SQL Server 2008 Change Data Capture in 60 seconds

SQL Server 2008 Change Data Capture (CDC) is a management feature that allows you to track changes to the structure and content of tables in a database. Changes as a result of DML and DDL statements are registered asynchronously, so CDC is a welcome alternative to synchronous tracking features like table, database, and server triggers.

Let's start with the creation of a demo database with a table:

/********************************************/
/*                                          */
/* SQL Server 2008 Change Data Capture Demo */
/*                                          */
/********************************************/
 
/***********************************************************/
/* Preparation: Create a database and a table to play with */
/***********************************************************/
 
USE [master]
GO
 
IF EXISTS (SELECT name FROM sys.databases 
           WHERE name = N'DockOfTheBay')
DROP DATABASE [DockOfTheBay]
GO
 
CREATE DATABASE DockOfTheBay 
GO
 
USE [DockOfTheBay]
GO
 
CREATE TABLE [dbo].[TrackedTable]
(
    [ID] [int] NOT NULL,
    [Name] [varchar](100) NULL,
 
    CONSTRAINT [PK_TrackedTable] PRIMARY KEY CLUSTERED 
    (
        [ID] ASC
    )
)
GO

Before you can use it on a table, CDC needs to be enabled at database level:

/**********************************/
/* Enabling CDC at database level */
/**********************************/
 
/* Check if CDC is enabled at DB level */
SELECT is_cdc_enabled 
  FROM sys.databases 
 WHERE [name] = 'DockOfTheBay'
 
/* Activate CDC at DB level */
EXEC sys.sp_cdc_enable_db
GO

As a result of this activation, a schema with the name of cdc is generated and populated with some system tables:



When CDC is enabled for the database, you can enable it for each table that you want to track. Here's how this goes:

/*******************************/
/* Enabling CDC at table level */
/*******************************/
 
/* Activate CDC at table level */
EXEC sys.sp_cdc_enable_table 
     @source_schema = 'dbo', 
       @source_name = 'TrackedTable',
         @role_name = 'CDC_Admin'
GO
 
/* Check if CDC is enabled at table level */
SELECT is_tracked_by_cdc 
  FROM sys.tables 
 WHERE [name] = 'TrackedTable'

The system tables in the cdc schema get populated with metadata about the tracking: they will hold tables and columns that are being tracked:

/* Check tracking meta data */
SELECT *
  FROM cdc.change_tables
 
SELECT *
  FROM cdc.captured_columns
GO



Using CDC requires the SQL Server Agent to be running, since he will run two jobs that control the log readers:



The engine is running now, so let's give CDC a test drive. I'm first going to add a column to the tracked table. Shortly after that -remember, it's not synchronous- the ddl_history table in the cdc schema should reflect the change:

/***************/
/* Tracing DML */
/***************/
 
/* Modify Table Structure */
ALTER TABLE dbo.TrackedTable
ADD [Description] VARCHAR(255)
GO
 
/* Check (Please give the SQL Agent Job some slack) */
SELECT * 
  FROM cdc.ddl_history
GO



In SQL Server 2005, you can get the same result with event notifications, but that's a little bit more cumbersome (note: this is an understatement).

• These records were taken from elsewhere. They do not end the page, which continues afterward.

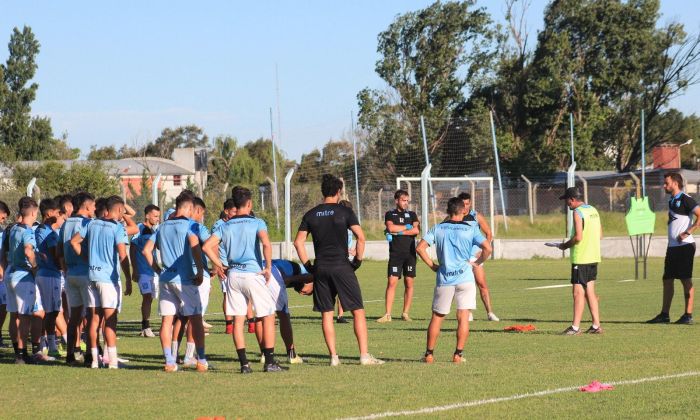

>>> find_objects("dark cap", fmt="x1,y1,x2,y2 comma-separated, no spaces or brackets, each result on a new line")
559,187,582,200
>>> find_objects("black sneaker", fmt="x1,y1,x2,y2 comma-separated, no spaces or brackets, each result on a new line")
263,362,284,372
561,326,581,335
647,314,671,324
674,314,693,325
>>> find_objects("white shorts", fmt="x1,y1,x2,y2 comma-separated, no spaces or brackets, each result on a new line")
66,274,94,308
139,274,156,296
267,270,289,314
35,276,62,312
224,271,277,318
158,282,202,316
433,282,476,315
197,275,211,315
88,281,122,310
6,281,44,315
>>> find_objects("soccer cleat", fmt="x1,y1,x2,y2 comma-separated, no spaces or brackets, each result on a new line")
288,354,304,365
586,325,603,334
674,314,694,325
452,353,467,364
195,360,209,372
377,314,391,324
360,354,385,366
139,328,156,338
561,326,581,335
182,357,197,369
647,313,671,324
263,362,284,373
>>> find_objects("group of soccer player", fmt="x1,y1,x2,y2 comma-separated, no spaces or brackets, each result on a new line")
0,174,700,373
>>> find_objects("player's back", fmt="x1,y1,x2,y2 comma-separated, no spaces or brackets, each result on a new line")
299,203,359,264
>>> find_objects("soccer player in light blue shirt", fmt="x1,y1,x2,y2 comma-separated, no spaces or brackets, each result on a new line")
58,192,95,364
416,197,491,363
71,195,131,369
142,190,209,372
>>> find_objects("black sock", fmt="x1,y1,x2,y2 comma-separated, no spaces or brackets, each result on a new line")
263,348,275,365
236,347,248,367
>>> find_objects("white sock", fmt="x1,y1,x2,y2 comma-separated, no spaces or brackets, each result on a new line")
47,335,58,351
107,347,119,366
185,342,195,359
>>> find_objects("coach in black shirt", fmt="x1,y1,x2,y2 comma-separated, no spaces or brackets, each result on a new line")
294,174,384,366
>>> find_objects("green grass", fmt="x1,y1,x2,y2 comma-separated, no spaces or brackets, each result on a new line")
0,259,700,419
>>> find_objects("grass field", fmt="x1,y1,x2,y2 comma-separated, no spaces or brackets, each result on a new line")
0,259,700,419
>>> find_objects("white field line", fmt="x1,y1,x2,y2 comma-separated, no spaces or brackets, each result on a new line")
342,371,700,420
525,283,571,290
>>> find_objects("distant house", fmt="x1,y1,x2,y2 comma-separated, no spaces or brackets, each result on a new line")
0,148,207,201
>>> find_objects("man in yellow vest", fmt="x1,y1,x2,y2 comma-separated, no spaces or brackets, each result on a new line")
559,187,603,335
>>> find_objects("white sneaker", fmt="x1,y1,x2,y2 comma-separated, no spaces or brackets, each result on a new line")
360,354,385,366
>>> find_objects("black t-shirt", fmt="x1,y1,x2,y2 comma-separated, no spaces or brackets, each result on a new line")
299,204,360,263
384,209,418,254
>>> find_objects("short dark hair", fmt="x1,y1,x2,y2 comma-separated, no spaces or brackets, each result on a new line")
17,197,39,216
194,197,207,209
224,198,236,210
0,201,10,216
232,186,253,209
447,197,464,216
71,191,95,211
95,197,107,217
107,195,124,211
175,190,194,209
664,172,683,188
394,190,408,200
143,204,160,214
321,174,343,198
39,198,61,219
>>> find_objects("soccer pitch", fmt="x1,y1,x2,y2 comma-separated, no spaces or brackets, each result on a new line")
0,259,700,419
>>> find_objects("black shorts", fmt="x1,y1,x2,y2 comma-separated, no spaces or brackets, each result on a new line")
387,254,416,278
663,244,695,279
314,260,364,312
571,263,598,287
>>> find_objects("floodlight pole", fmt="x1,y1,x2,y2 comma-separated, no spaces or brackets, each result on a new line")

Let's see what happens if we apply some DML statements against the table. For each tracked table, a mirror table is created that holds the changes:

/***************/
/* Tracing DML */
/***************/
 
/* Modify Table Contents */
INSERT INTO [DockOfTheBay].[dbo].[TrackedTable]
     VALUES (1, 'X', 'X'),(2, 'Y', 'Y')
 
/* Check Table */
SELECT *
  FROM cdc.dbo_TrackedTable_CT
 
/* More DML */
UPDATE dbo.TrackedTable
   SET [Name] = 'Z'
 WHERE ID = 1
 
 DELETE dbo.TrackedTable
  WHERE ID = 2
 
 UPDATE dbo.TrackedTable
    SET [Description] = 'Ignored :-('
 GO
 
/* Check Table */
SELECT *
  FROM cdc.dbo_TrackedTable_CT


As you can see, the Description column that was added to the table, is not tracked. I'll solve that in a minute.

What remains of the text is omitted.